With the clock ticking, groups favoring a ban on the high-powered weapons have tried to draw public attention to it. The Brady Campaign to Prevent Gun Violence has a full-page ad running in the New York Times and Washington Post asking, "Why does President Bush want to put cop-killing guns back on the street?"
More than a dozen leading health groups, including the American Academy of Pediatrics, the Physicians for Social Responsibility and the American College of Emergency Physicians (news - web sites) jointly called for the ban's extension on Tuesday, describing gun violence as a public health crisis.
"It is a health-care crisis and it is an incredibly costly health-care crisis," said Amy Sisley, an emergency room doctor at the University of Maryland Medical Center, speaking on behalf of Physicians for Social Responsibility.
She said 90 percent of spinal cord injuries in the United States are caused by gunshot wounds and noted that $1.8 billion a year is spent on spinal cord injuries.
Major law enforcement groups, including police chiefs from big U.S. cities, plan to rally for the ban's extension at a Washington memorial for fallen police officers on Wednesday.
The NRA in a statement posted on its Web site dismissed the campaign for the ban as a "PR show to blame inanimate objects for the acts of criminals."
But warning its well-organized and highly motivated members against complacency, the NRA said, "We have come too far in the past 10 years not to pull out all the stops in the next week and a half to ensure that this ban expires as Congress intended, and becomes nothing more than a sad footnote in America's history." (Additional reporting by Maggie Fox)
"She said 90 percent of spinal cord injuries in the United States are caused by gunshot wounds and noted that $1.8 billion a year is spent on spinal cord injuries."
Fact or fiction? I've never heard this comment before.
Fiction - NIH.gov
"She said 90 percent of spinal cord injuries in the United States are caused by gunshot wounds and noted that $1.8 billion a year is spent on spinal cord injuries. "
And 99.9% of aids is caused by gays. So congress woman, what have you done to prevent aids by banning gays?
HAHAHAHAHAHAHAHAHAHAHAHAHAHAHA!!!!!!
Yeah, I'll bet he's really feeling the heat!
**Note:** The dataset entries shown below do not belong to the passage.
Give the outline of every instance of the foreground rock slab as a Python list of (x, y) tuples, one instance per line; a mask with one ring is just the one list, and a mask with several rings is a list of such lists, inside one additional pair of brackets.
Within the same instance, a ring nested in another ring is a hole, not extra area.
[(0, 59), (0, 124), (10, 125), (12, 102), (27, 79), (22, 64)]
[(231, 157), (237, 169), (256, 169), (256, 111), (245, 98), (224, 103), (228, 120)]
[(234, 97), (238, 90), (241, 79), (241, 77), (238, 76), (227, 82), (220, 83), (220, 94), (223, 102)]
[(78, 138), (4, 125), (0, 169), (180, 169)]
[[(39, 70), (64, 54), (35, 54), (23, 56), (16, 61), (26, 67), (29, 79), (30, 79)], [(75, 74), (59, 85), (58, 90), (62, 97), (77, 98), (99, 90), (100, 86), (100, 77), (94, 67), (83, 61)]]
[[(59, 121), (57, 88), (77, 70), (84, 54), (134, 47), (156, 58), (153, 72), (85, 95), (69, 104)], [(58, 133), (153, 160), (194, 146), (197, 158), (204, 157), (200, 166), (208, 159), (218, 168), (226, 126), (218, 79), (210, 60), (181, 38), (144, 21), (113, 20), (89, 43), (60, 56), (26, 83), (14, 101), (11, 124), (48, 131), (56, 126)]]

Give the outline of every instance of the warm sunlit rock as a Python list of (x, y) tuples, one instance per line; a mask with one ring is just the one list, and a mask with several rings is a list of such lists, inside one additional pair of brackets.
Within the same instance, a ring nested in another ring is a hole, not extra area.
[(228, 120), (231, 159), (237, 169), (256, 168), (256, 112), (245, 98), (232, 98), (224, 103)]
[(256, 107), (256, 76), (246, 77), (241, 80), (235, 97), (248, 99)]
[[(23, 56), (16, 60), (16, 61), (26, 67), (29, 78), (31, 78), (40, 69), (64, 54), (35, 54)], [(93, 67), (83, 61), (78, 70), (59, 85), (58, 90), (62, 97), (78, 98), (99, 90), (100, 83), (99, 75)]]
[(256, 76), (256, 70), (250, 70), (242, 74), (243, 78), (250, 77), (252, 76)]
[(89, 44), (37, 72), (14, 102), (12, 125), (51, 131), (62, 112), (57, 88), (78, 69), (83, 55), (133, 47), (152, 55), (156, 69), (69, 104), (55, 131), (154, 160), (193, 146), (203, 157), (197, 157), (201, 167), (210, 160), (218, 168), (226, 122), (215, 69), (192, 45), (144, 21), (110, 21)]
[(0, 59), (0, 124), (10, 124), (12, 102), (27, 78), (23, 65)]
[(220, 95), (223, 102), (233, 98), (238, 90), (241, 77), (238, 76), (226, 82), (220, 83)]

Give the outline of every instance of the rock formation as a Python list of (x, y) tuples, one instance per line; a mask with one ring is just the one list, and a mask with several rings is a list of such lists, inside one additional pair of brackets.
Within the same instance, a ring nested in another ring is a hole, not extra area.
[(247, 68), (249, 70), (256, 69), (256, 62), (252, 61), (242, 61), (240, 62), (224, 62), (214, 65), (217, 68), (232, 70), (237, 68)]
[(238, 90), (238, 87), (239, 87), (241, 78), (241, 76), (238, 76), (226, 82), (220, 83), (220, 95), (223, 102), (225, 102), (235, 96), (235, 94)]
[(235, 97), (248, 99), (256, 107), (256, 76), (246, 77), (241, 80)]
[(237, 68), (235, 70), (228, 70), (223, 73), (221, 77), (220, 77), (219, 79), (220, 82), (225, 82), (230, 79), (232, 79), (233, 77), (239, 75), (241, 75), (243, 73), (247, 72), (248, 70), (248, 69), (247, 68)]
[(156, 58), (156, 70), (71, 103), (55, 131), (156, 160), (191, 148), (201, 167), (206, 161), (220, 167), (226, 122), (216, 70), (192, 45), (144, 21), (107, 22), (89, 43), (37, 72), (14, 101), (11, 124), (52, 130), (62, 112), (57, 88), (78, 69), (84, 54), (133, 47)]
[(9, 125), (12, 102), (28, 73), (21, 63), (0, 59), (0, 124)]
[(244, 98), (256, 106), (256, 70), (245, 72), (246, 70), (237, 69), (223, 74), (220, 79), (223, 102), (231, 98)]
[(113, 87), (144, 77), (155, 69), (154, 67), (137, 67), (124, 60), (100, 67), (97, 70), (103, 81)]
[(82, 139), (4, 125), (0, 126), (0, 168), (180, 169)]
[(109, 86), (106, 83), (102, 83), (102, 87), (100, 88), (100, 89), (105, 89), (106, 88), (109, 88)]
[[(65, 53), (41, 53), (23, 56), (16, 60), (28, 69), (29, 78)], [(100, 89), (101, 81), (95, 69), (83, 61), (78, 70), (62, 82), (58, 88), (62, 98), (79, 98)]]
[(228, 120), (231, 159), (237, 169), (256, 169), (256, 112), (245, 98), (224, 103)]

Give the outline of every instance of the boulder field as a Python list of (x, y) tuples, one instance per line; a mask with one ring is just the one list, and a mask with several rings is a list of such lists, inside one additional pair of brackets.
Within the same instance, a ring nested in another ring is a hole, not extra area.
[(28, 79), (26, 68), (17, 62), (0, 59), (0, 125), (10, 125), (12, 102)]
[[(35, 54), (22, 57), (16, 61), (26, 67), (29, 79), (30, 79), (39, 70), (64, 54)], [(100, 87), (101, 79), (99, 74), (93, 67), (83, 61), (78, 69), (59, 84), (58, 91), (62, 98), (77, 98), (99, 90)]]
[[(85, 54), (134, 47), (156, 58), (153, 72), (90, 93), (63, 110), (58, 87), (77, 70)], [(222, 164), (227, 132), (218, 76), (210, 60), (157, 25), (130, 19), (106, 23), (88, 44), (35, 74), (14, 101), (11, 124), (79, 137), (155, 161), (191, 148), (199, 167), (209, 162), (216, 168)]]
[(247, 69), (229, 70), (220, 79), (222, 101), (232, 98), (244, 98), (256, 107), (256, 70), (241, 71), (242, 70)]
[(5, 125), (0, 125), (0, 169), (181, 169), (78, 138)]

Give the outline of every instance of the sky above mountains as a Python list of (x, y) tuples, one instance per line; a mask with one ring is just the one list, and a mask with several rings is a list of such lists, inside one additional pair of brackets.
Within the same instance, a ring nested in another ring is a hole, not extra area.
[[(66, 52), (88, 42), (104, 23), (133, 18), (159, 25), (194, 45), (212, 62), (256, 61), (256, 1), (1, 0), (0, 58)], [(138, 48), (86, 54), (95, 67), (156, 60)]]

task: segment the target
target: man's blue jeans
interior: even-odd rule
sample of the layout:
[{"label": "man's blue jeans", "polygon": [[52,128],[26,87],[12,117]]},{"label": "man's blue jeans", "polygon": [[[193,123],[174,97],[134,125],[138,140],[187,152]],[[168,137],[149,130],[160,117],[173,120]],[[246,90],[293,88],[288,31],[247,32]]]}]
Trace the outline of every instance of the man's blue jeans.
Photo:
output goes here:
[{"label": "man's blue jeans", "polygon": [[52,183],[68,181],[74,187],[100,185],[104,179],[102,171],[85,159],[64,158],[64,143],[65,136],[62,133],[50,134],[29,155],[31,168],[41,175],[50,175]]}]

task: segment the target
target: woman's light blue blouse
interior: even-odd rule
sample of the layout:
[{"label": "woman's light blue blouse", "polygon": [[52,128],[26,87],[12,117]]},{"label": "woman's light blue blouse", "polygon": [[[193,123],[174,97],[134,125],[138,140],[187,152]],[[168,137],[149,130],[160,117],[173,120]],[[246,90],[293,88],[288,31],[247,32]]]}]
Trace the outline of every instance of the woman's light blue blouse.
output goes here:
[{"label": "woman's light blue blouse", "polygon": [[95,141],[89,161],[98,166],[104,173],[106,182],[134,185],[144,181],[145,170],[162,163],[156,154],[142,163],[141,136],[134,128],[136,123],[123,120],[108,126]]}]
Why am I reminded of the story of the mouse that ravished the elephant?
Man, best laugh I've had all week!
C'mon Kerry. Make it an issue. I dare you ya gun banning coward.
BTTT
fyi
And thank you, W for being so! Hope this thing sunsets quietly.
Time to make the calls to defeat these freedom grabbers.
I despise the liberal media. They'll throw anything out there without fact checking, no matter how intuitively ridiculous the claim.
Isn't that wrong? I thought that Uzis and AKs were banned by Papa Bush in '89.
This IS the same bill that banned the +10 round mags also wasn't it????? Or was it a separate bill??
Please say yes. I can not wait to get some new 17 rd mags.
Let them try. There is a reason why Tom Delay is known as "The Hammer".
I don't want to get banned for saying what this "expert" is full of. But that is an outright lie. Of course, lies never stopped the gun-grabbers before.
High capacity magazines, threaded barrels, flash hiders and deadly bayonet lugs are legal again after Monday.
Sounds like a load of Bravo Sierra to me. And now gun violence is responsible for creating a "health care crisis". Nothing like a bunch of whining, hand-wringers hyperventilating over an imagined problem.